Já o coração do mercado regulado é o sistema de comercialização: a fonte emissora, que está acima do limite que lhe foi atribuído por meio de licenças de emissão, busca quem ficou abaixo dos níveis de emissões. Essa é a lógica do mercado regulado.

Gap: em 2022, mercado regulado representou US$ 63 bilhões e o voluntário, US$1,3 bilhão

O mercado regulado já está em funcionamento em outras partes do mundo e cresceu nos últimos anos, especialmente de 2020 para cá. Segundo Renteria, isso é resultado dos compromissos (Contribuições Nacionalmente Determinadas – NDCs) dos países. As NDCs estão levando à implementação dos mercados regulados, justamente para estabelecer uma política interna de precificação e de cumprimento dessas obrigações. Só em 2022, o mercado regulado representou US$63 bilhões no mundo. No voluntário, foram US$1,3 bilhão.

Segundo ela, essa diferença não significa que o voluntário é menos importante e sim que ele não chegou ao seu potencial. O regulado está mais desenvolvido e mais implementado atualmente no mundo.

A demanda por créditos de carbono no mundo pode chegar a 7,5 bilhões de créditos de carbono, mantido o ritmo atual, podendo ser maior. O cálculo é baseado nos compromissos já assumidos pelas empresas que se comprometeram com projetos de descarbonização. Renteria defendeu a importância, na legislação brasileira, de criar caminhos para que os dois mercados possam se desenvolver.

Apelo à aprovação na Câmara

Segundo Mônica Sodré, a mudança do clima é a agenda política do século XXI. “Existe uma expectativa e uma percepção de que chegou a hora do Brasil, porque somos uma potência verde. “No entanto, acho curiosa essa percepção para um país que já passou pelo ciclo do café, do ouro, da cana e, ainda assim, é um país em desenvolvimento. Quero dizer com essa fala que ninguém está condenado ao desenvolvimento. E a história do Brasil está aí pra mostrar que não estamos. Traduzir essa potência em resultados depende de ação e esta Casa hoje tem a chance de transformar potencial em ação.

Se a criação da legislação é complexa, a implementação também será. A partir do projeto que veio do Senado, existe uma base regulatória satisfatória. A experiência internacional mostra que a implementação ocorreu em fases. Exemplo disso é a União Europeia, que implementou o sistema de cap and trade em 2005 e, de lá para cá, reduziu em 45% as emissões de seus setores regulados. “Já estamos atrasados.”
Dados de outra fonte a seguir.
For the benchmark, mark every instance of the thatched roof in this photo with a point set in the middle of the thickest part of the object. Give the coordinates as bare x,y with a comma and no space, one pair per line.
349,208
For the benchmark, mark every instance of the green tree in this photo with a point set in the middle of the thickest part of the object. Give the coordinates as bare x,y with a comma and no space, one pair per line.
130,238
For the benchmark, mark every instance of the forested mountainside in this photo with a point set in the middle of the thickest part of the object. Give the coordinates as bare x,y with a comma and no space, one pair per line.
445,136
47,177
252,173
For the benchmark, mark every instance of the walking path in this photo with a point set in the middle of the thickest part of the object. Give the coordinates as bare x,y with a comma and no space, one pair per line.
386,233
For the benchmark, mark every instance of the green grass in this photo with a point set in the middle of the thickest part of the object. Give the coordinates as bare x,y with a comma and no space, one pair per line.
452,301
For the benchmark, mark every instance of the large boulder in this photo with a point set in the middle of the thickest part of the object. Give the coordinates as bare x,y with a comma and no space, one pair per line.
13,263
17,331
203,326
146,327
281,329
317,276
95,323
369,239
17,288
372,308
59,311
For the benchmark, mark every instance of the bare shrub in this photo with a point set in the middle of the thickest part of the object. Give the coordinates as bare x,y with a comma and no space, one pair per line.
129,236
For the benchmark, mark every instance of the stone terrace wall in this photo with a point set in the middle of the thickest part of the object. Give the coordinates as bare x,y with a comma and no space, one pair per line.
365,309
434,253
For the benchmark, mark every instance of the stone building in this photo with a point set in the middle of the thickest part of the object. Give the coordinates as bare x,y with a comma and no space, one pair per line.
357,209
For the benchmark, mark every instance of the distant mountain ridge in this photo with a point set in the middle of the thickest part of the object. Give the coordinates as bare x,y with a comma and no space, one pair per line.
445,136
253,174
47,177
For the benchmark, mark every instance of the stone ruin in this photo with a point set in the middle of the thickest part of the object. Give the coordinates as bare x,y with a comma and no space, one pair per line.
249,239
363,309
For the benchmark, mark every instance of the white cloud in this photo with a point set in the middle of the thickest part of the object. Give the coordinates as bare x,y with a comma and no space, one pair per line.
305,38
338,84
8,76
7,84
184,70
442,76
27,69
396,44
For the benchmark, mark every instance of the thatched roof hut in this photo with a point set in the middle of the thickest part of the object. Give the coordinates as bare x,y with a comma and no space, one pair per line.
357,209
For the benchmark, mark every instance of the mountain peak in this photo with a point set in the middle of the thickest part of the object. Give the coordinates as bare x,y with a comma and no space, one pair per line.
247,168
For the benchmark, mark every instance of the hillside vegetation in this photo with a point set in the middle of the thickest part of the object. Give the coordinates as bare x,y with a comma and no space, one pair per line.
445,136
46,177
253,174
Sodré defende que a legislação em discussão não limite a possibilidade de, no futuro, incluir o agronegócio entre os mercados regulados. Recomendou que a aprovação do mercado não represente um de futuro custos que prejudiquem a competitividade; e que o sistema seja economy-wide, com a entrada dos atores regulados feita em fases; e que as atividades primárias do agronegócio não tenham caráter exceção; que o mercado regulado seja complementar e conectado aos voluntários; que reconheça o mercados jurisdicionais, que já geram diversos resultados positivos ao país, como os estados do Acre e do Tocantins; que o arcabouço regulatório inclua uma governança participativa com os setores produtivo e privado, academia e sociedade civil.